Dương Thanh Sơn (born October 5, 1961), better known by his stage name Vân Sơn, is a Vietnamese-American comedian. He is the founder and director of Vân Sơn Entertainment.

==Biography and career==
Dương Thanh Sơn was born on October 5, 1961, in Saigon, into a family with artistic traditions. His relatives include artist Nguyễn Dương, Nguyễn Chánh Tín, actor Johnny Trí Nguyễn, and director Charlie Nguyễn.

In 1988, he left Vietnam to migrate to the United States.

At the beginning of his career, Vân Sơn worked as a cheerleader in weddings, meetings, and tea rooms' events on the weekends. He and artist Quang Minh used to do voice work for Hong Kong films. In 1990, he co-operated with Bảo Liêm - the two later became the most popular comedian duo in the overseas Vietnamese community in California in the 90s.

In 1994, he established Vân Sơn Entertainment.

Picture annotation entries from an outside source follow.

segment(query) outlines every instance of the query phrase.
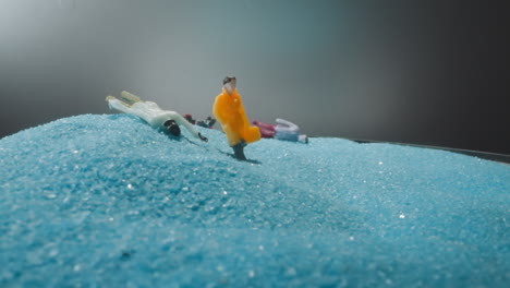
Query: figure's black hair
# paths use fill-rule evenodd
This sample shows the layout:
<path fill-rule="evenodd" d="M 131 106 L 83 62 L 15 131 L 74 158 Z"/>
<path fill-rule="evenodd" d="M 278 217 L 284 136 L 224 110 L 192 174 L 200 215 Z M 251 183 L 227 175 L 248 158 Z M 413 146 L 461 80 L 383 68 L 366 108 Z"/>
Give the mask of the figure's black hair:
<path fill-rule="evenodd" d="M 163 125 L 168 129 L 168 132 L 170 132 L 170 134 L 174 136 L 181 135 L 181 128 L 179 128 L 175 121 L 167 120 Z"/>
<path fill-rule="evenodd" d="M 232 80 L 235 80 L 235 77 L 234 77 L 234 76 L 226 76 L 226 77 L 223 79 L 223 85 L 227 84 L 227 83 L 229 83 L 229 82 L 232 81 Z"/>

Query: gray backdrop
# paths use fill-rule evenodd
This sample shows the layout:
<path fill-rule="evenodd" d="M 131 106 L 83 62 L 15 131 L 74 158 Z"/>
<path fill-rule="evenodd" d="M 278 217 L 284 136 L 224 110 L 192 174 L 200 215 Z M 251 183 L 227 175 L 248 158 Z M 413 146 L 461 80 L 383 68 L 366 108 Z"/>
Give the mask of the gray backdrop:
<path fill-rule="evenodd" d="M 252 120 L 510 154 L 510 21 L 481 3 L 0 0 L 0 136 L 122 89 L 204 119 L 235 75 Z"/>

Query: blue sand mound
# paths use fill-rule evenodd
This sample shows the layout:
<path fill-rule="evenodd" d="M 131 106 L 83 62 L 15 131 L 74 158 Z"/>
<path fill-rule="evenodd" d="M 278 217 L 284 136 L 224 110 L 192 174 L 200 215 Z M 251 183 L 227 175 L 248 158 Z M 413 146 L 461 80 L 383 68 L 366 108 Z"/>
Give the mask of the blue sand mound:
<path fill-rule="evenodd" d="M 0 286 L 505 287 L 510 166 L 444 151 L 180 140 L 126 115 L 0 140 Z"/>

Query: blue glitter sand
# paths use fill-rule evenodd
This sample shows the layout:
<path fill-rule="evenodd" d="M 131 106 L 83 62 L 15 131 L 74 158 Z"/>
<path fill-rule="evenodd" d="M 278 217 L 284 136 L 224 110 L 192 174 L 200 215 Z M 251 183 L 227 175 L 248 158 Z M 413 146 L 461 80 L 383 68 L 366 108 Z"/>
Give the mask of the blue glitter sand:
<path fill-rule="evenodd" d="M 86 115 L 0 140 L 0 286 L 510 281 L 509 165 L 341 139 L 244 163 L 197 129 L 209 143 Z"/>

In 1996, when Bảo Liêm decided to stop working with him due to some conflicts, he found and started performing together with comedian Hoài Linh.

In 1999, after Hoài Linh returned to Vietnam, Bảo Liêm was invited to cooperate with Vân Sơn Entertainment again.

In 2018, Vân Sơn started performing with comedian Bảo Chung.

In recent years, Vân Sơn frequently went back to Vietnam and participated in various television game shows.

==Personal life==
In 1990, Vân Sơn got married. Since then, he has had two sons.